Depois do sucesso de Os Magos (resenhado anteriormente aqui), Lev Grossman retorna com mais uma etapa da vida de Quentin Coldwater, o inteligente, angustiado e hesitante “herói” do primeiro livro. “Herói” assim, entre aspas, porque Quentin dificilmente poderia ser comparado ao estereótipo dos protagonistas de fantasia. Falta-lhe o carisma, a nobreza de caráter e a constância frente ao perigo, entre outras características tradicionais do pacote “Príncipe Encantado”. A falibilidade dos personagens, no entanto, faz parte da revigorante proposta de Grossman, que procura fundir a sedução natural do gênero fantástico a aspectos mais realistas, uma moral mais cinzenta e uma linguagem mais moderna. De fato, será o próprio Quentin quem se questionará muitas vezes, ao longo de todo o livro, quais os motivos que lhe impedem de se firmar como um herói.

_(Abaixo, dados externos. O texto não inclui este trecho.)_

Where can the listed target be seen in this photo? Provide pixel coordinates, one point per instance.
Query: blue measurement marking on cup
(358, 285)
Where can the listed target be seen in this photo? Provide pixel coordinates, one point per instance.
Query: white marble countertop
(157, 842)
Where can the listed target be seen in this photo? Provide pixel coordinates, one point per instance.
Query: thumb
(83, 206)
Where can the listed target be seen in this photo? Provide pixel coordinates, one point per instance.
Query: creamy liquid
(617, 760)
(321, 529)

Uma das histórias de O Rei Mago tem início aproximadamente dois anos após os eventos livro anterior. Quentin agora é um Rei de Fillory. Seu dia-a-dia consiste em permanecer deitado sobre pilhas de almofadas, sendo servido em todos os seus desejos, apenas parando, vez ou outra, para aprender um pouco de esgrima ou equitação. Mesmo assim ele continua inquieto. Sem saber exatamente o que procura, Quentin passa a ver cada situação estranha (e em Fillory, elas não devem ser poucas) como um daqueles ganchos que apontam o início de todas as aventuras. Finalmente, tomado por um impulso, ele decide ir pessoalmente à Ilha Distante, uma província nos limites do reino, para saber de uma vila de pescadores pobres o motivo de não terem recolhido os impostos devidos à Coroa. Poderia parecer uma viagem perdida, mas em Fillory pequenos ganchos de fato escondem grandes aventuras. Logo Quentin e a tripulação do Muntjac estão imersos na busca das sete chaves douradas que dão corda no mundo. 

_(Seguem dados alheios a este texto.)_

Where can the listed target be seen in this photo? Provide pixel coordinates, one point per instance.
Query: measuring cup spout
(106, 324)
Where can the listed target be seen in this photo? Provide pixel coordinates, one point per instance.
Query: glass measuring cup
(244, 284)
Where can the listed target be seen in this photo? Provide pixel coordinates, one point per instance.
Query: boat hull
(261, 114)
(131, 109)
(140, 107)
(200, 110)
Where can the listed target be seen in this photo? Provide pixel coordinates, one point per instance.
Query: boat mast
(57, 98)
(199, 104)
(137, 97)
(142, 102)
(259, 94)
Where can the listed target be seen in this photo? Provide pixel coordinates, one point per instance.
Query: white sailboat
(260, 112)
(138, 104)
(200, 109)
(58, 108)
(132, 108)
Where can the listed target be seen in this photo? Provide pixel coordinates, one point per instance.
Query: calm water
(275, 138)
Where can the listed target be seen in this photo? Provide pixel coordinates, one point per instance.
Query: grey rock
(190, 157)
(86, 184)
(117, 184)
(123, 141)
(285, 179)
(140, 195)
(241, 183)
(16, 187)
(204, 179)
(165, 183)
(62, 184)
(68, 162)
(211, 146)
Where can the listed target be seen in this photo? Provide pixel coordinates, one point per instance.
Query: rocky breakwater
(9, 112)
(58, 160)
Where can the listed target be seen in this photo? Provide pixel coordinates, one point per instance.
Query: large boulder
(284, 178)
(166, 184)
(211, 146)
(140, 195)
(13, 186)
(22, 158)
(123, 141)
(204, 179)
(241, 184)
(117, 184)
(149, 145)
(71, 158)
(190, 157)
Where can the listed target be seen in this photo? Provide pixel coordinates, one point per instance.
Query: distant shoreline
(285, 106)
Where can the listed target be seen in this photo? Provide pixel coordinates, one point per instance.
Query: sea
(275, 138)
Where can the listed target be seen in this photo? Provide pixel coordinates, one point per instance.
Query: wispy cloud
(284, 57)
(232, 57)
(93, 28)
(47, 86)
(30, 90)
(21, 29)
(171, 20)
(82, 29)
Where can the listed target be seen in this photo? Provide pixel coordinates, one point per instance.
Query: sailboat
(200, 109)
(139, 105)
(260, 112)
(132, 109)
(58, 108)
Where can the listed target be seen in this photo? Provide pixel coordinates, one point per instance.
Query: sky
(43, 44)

Os fãs de Os Magos, no entanto, encontrarão pouco de semelhante nessa parte do livro. Quando se fala de continuações de séries, emerge naturalmente essa espécie de conflito de herdeiros, entre as expectativas dos leitores e a vontade do autor (que, afinal, é soberana), mas é difícil escapar da impressão de que as mudanças feitas por Grossman trouxeram consigo vários defeitos. Em especial, em vez do ritmo acelerado do primeiro volume, com o qual iam sendo explorados aos saltos períodos-chave ao longo de vários anos, a ação de O Rei Mago se reduz a um conjunto de apenas algumas semanas. Perdeu-se, assim, aquilo que fazia da narrativa também uma história de amadurecimento e, consequentemente, quase todo o seu aspecto dramático. Alguns outros problemas são mais típicos em se tratando de sequências, como ramificações circulares na trama, que nada introduzem de relevante, ou o fato de questões que haviam permanecido em aberto serem ignoradas ou postergadas para um próximo volume (o que aconteceu a Alice? Qual a disciplina mágica de Quentin?).

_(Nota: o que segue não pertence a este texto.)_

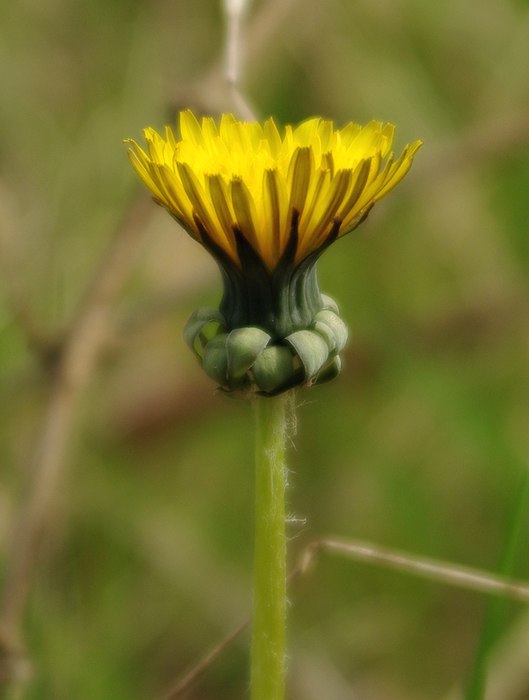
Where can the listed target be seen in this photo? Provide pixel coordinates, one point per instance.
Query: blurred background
(420, 445)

Como uma grande exceção a todas essas críticas, existe uma segunda história no livro, que se inicia muito antes – na página 14 de Os Magos, para ser preciso. Lá Julia havia se separado de Quentin e James e, como já havia sido sugerido, também realizara o teste de admissão para Brakebills, sem que, contudo, fosse aprovada. A partir daí se desenvolve uma nova linha narrativa, paralela àquela do primeiro livro, em que acompanhamos todo o percurso de Julia, até o momento em que ela também tenha ocupado um dos tronos de Fillory – e se tornado uma reticente e sinistra Rainha. Ao contrário de Quentin, o caminho de Julia dá pouco espaço para ilusões: cada sucesso exige seus sacrifícios. Rejeitada pela pompa acadêmica de Brakebills, ela precisa escalar um mundo alternativo de bruxos de fronteira, viciados, loucos, que se aproveitam dos restos do sistema oficial. Uma história que se adapta muito bem ao modelo do primeiro livro da série e que, além de servir de contraponto ao caminho de Quentin, mostra como o destino pode conduzir dois amigos por rumos tão distintos que, ao se reunirem, elas já não se reconhecem.

Se dependesse apenas da continuação das aventuras de Quentin, O Rei Mago não iria muito além de um romance bem-humorado de fantasia. Pode ser que Grossman tenha seus próprios interesses com os rumos da série, mas não deixa de parecer, usando o jargão televisivo, que se trata de um filler, um episódio empregado apenas para estender o período de exibição. É graças aos capítulos sobre o passado de Julia que o livro se justifica, e ainda assim, como acontece com tantas outras continuações, ele subsiste essencialmente dos créditos conquistados no primeiro volume, que são vastos o bastante, felizmente, para que ainda sobrem esperanças quanto à próxima etapa dessa história.